Many settlers in the New England Colonies—Massachusetts, New Hampshire, Connecticut, and Rhode Island—turned to the Atlantic Ocean to make a living. The majority of New Englanders, however, were farmers.

What types of jobs did New Englanders have?

New England settlers found work as fishermen, dock workers, sailors, shipbuilders, merchants and artisans. Most people farmed, but the poor soil made anything but bare subsistence farming impossible.

What did people in the New England colonies do for work?

The New England colonies were well suited for lumber, fishing, whaling, and fur trapping. The soil in the region was too rocky for large-scale farming like that found in the Mid-Atlantic and Southern colonies, so the New England colonists made use of the resources that their environment offered.

How was life in the New England Colonies?

Colonists in the New England colonies endured bitterly cold winters and mild summers. Land was flat close to the coastline but became hilly and mountainous farther inland. Soil was generally rocky, making farming difficult. Cold winters reduced the spread of disease.

How did the geography of New England affect its economy and labor?

Economic activities and trade were dependant of the environment in which the Colonists lived. The geography and climate impacted the trade and economic activities of New England Colonies. In the New England towns along the coast, the colonists made their living fishing, whaling, and shipbuilding.

How did people make a living in New England?

New England’s economy depended on the environment. Its location near the Atlantic Ocean along a jagged coastline determined how people made a living. People in New England made money through fishing, whaling, shipbuilding, trading in its port cities and providing naval supplies. One of the busiest port cities was Boston.

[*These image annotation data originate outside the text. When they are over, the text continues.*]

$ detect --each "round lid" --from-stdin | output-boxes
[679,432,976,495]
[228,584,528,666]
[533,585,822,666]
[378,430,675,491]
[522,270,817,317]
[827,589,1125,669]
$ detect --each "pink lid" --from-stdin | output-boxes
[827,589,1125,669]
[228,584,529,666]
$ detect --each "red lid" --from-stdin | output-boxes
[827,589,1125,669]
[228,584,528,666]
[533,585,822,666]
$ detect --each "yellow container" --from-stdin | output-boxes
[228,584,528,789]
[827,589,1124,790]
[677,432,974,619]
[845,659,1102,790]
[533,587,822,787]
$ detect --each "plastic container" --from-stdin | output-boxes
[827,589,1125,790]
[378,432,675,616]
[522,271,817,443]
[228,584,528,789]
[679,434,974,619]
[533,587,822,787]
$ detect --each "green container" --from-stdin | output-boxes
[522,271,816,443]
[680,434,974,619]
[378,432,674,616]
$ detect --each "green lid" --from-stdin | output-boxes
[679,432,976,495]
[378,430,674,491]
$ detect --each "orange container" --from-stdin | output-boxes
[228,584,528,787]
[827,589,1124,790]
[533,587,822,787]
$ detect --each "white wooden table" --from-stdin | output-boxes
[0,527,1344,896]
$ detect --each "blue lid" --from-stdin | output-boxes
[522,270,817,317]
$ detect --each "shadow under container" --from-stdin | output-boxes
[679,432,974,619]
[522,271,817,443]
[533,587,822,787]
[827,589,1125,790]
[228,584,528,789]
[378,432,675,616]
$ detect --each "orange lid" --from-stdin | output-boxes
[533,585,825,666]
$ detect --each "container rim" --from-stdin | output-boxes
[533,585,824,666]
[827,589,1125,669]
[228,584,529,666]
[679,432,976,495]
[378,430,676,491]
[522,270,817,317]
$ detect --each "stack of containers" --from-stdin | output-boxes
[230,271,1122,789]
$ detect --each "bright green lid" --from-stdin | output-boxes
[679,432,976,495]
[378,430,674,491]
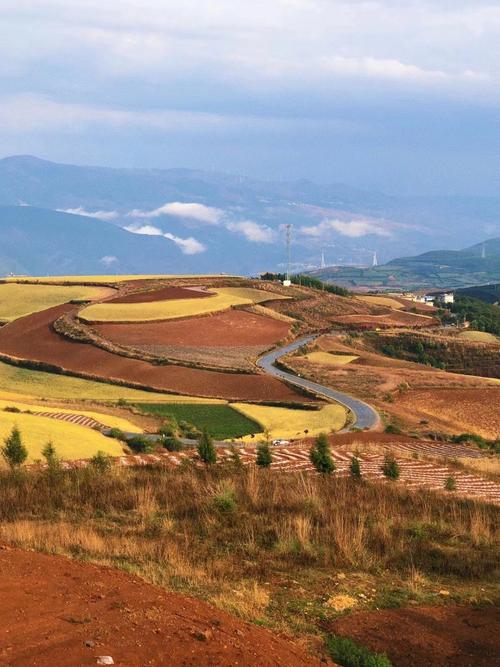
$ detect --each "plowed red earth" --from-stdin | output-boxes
[0,304,304,402]
[0,549,328,667]
[93,310,289,347]
[107,287,211,303]
[331,607,500,667]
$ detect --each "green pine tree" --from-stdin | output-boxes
[255,442,273,468]
[309,433,335,475]
[2,426,28,470]
[198,429,217,464]
[349,456,361,479]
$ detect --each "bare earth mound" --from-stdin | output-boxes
[332,607,500,667]
[0,304,304,402]
[92,310,289,347]
[107,287,211,303]
[0,549,320,667]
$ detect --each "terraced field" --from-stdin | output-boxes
[231,403,347,440]
[79,287,287,322]
[0,283,114,322]
[0,306,305,402]
[0,400,143,433]
[0,411,122,464]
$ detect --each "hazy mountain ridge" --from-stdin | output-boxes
[311,238,500,289]
[0,156,500,273]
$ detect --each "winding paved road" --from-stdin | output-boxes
[257,334,380,430]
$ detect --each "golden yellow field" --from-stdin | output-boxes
[5,273,238,285]
[0,399,143,433]
[0,412,123,462]
[458,331,500,345]
[79,287,288,322]
[231,403,347,442]
[0,362,226,403]
[0,283,115,322]
[357,296,404,310]
[306,351,359,366]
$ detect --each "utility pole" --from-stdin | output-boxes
[283,224,292,287]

What kind of jobs did New England settlers have?

New England settlers found work as fishermen, dock workers, sailors, shipbuilders, merchants and artisans. Most people farmed, but the poor soil made anything but bare subsistence farming impossible.

What was the religion of the New England colonies?

The primary religion of the New England colonies was the strict Puritan Christianity originally brought to the Massachusetts Bay colony by ships like the Mayflower, but as the colonies grew and changed, some of the colonists began to move away from that base.

What was the history of the New England colonies?

Centuries later, the New England colonies’ history shows the kind of duality that paints much of American history: The idea that native and immigrant cultures have come together to create the modern United States, coupled with the devastating conflicts and mistreatment that took place along the way.